Now we have a full search engine connected to a MongoDB Atlas database through Realm webhooks, with beautiful, automatically reactive UI – of which I can even see a WYSIWYG preview of while building the application.

Using HTTP service webhooks to store data

The same way we can define our GET collection we can define a "Create Record" API with a POST webhook service. In my application I have defined a CommentsAPI integration, where in the POST section I have placed the URL for a webhook called UpsertComment, defined in MongoDB Realm.

CommentsAPI configuration

The request body under the Schema tab is set to an object with keys id, movieId and commentText.
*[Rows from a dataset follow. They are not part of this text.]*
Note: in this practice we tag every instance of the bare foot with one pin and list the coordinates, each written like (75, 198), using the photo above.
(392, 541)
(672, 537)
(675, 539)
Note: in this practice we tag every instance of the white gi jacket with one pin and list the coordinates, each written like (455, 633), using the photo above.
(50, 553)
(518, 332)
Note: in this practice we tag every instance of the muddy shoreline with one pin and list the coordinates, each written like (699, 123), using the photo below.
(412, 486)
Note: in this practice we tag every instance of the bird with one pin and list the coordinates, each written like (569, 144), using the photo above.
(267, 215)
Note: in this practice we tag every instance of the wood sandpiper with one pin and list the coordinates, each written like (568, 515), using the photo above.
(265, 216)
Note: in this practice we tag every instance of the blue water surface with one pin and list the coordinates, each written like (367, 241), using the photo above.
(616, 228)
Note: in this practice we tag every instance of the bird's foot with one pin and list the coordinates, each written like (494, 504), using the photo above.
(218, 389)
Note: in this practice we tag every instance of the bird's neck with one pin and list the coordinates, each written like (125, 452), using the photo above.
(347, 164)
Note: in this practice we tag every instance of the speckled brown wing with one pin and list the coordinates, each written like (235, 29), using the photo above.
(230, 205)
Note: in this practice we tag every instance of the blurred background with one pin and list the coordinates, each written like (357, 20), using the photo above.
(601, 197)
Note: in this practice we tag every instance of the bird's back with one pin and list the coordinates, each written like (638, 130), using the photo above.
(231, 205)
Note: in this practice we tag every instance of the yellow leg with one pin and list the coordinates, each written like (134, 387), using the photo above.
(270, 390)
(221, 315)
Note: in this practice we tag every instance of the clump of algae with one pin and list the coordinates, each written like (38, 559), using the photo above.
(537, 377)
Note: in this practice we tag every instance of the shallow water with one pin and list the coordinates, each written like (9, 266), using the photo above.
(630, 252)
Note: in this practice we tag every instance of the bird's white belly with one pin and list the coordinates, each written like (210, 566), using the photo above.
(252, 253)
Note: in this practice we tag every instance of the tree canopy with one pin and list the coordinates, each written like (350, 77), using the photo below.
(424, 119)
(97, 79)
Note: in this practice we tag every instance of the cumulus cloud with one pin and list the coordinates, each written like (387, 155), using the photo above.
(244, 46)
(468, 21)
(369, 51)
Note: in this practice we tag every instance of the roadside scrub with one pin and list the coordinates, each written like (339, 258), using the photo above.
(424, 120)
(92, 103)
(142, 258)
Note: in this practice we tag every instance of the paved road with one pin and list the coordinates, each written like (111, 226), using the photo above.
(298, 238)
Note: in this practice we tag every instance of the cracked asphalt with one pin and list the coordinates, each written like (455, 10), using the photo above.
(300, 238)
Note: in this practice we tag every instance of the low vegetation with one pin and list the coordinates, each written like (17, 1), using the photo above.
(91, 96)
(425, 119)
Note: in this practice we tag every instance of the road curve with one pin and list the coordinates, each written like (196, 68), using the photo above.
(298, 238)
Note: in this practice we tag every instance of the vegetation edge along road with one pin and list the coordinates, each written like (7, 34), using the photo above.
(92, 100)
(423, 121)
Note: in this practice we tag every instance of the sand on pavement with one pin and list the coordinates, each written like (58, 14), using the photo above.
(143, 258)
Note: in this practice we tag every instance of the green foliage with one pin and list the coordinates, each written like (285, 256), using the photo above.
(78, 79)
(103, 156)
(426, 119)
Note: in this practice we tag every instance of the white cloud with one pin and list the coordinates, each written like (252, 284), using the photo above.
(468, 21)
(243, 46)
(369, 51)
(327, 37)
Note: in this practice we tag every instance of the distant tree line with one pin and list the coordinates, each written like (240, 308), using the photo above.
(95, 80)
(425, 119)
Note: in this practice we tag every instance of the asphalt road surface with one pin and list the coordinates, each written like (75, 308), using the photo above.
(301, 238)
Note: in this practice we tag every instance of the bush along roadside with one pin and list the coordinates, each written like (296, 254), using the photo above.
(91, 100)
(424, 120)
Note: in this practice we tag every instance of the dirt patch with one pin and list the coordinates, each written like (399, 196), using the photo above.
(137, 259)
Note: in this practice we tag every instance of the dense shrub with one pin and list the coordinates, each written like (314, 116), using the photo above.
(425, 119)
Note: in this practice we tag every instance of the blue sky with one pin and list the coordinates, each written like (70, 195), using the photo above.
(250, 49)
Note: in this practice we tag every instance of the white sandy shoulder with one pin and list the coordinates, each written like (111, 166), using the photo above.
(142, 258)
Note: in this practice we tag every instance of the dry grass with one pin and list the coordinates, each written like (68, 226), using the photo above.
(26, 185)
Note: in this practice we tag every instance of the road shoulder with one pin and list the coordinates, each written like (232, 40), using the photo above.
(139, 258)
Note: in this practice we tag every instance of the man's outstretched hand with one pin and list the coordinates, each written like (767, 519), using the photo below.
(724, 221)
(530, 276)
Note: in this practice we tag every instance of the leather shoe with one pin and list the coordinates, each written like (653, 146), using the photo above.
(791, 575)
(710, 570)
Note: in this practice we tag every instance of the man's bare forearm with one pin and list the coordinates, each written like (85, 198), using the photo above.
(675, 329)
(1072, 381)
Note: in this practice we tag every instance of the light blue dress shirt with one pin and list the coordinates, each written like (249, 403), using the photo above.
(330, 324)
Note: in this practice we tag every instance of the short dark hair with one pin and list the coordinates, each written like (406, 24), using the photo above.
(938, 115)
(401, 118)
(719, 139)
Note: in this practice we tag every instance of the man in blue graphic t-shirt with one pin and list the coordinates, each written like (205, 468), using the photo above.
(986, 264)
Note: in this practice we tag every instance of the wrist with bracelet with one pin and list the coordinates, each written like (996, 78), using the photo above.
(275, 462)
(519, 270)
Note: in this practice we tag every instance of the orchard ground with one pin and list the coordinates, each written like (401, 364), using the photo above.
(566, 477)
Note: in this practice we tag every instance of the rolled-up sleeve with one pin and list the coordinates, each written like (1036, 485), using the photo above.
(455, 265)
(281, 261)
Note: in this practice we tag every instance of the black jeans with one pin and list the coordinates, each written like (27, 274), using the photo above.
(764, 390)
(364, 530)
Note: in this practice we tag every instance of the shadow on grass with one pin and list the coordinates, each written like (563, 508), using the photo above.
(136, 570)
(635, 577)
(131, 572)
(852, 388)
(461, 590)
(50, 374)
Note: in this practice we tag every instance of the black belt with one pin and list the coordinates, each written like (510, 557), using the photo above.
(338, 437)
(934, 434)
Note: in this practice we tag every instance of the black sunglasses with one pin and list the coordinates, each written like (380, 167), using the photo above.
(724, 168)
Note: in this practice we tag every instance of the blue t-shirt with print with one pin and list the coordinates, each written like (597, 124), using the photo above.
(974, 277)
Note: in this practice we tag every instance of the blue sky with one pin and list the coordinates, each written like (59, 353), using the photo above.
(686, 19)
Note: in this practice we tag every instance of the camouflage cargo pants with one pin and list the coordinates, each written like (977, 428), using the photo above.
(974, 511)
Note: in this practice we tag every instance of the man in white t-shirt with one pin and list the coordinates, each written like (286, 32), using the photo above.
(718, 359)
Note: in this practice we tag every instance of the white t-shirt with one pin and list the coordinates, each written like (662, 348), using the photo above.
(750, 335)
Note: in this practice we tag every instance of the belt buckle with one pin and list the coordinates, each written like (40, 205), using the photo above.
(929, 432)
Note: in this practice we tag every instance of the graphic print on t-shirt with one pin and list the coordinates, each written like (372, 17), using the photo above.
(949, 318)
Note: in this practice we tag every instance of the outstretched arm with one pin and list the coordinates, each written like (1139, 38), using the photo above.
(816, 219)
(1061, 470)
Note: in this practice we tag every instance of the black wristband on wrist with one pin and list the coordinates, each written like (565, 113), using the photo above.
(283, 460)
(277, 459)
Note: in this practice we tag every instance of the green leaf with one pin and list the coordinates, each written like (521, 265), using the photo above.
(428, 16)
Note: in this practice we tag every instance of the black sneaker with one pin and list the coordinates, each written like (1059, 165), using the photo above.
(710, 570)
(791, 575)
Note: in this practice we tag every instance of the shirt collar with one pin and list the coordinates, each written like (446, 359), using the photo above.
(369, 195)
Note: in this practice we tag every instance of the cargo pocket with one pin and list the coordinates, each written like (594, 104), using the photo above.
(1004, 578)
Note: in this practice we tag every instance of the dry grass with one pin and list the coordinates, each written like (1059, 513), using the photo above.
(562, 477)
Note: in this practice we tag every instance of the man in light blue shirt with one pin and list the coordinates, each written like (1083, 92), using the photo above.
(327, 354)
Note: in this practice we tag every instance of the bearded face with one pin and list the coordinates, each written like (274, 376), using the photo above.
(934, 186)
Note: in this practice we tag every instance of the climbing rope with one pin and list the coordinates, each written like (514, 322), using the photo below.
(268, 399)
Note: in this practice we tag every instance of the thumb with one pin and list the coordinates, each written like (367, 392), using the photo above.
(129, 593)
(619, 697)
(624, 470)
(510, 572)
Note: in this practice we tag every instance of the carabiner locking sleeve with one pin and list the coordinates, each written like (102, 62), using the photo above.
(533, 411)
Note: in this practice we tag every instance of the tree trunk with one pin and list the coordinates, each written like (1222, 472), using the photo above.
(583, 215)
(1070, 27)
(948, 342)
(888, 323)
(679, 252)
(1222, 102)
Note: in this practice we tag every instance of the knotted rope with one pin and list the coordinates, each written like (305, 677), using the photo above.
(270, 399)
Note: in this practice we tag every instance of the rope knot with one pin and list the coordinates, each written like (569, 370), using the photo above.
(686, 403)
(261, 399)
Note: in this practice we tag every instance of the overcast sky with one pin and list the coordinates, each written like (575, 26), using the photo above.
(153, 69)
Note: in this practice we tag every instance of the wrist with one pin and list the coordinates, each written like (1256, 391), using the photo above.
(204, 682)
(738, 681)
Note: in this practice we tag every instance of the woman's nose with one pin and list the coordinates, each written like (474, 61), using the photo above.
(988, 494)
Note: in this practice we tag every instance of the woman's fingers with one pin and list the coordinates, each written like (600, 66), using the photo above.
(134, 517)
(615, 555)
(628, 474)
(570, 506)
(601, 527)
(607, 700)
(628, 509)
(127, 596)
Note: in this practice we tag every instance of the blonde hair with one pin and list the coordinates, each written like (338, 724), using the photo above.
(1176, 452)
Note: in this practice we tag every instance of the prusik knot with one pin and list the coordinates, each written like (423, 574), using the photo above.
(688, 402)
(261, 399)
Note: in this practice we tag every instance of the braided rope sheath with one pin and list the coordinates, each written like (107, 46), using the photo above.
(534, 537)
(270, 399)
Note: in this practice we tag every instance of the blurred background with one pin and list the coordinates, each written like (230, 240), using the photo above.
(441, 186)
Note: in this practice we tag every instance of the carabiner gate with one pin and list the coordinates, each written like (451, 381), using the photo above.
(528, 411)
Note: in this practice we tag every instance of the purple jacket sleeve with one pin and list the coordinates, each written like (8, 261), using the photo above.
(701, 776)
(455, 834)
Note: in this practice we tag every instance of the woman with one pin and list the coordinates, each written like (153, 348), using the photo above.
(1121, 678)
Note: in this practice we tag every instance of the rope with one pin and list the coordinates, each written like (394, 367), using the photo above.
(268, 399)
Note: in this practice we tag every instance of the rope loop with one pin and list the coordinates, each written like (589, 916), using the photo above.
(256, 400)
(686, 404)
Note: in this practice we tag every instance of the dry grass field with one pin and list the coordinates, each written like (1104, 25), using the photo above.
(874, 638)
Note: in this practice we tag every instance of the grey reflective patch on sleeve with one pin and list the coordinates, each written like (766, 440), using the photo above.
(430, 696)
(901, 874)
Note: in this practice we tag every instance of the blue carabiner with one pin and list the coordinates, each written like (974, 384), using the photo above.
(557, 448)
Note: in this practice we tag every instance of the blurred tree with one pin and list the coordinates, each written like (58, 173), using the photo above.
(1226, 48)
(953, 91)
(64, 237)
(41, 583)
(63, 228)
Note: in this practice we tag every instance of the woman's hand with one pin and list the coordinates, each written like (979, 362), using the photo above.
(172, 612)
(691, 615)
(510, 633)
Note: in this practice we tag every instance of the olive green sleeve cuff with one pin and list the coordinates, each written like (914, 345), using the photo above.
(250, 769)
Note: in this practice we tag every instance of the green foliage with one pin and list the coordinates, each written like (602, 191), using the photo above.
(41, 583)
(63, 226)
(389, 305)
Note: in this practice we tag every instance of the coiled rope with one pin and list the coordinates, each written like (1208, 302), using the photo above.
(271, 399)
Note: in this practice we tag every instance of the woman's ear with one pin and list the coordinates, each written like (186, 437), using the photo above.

The webhook function performs an upsert by the provided comment ID, updating the record if it exists and creating a new one if nothing is found with the ID.

// This function is storing comments
exports = async function(payload, response) {
// Extract JSON object from the body
const body = JSON.parse(payload.body.text());
const updateObj = body;
// Set comment time from string to date
updateObj.commentTime = new Date(`${updateObj.commentTime}`);
// Upsert the comment for insert or update
const comments = await context.services.get("mongodb-atlas").db("sample_mflix").collection("comments");
const upsert_res = await comments.updateOne({"id" : updateObj.id}, updateObj, {"upsert" : true});
return upsert_res;
};

By wiring this integration up to our UI, we can now create new comments and update existing ones by simply calling the Create record function.

Conclusion

With these few chapters, we created two different auth flows, a movie search engine and an integration to create/modify data in the backend. There's a lot more that MongoDB Realm can offer when used with Composer Pro, so dive in and let us know what you've built!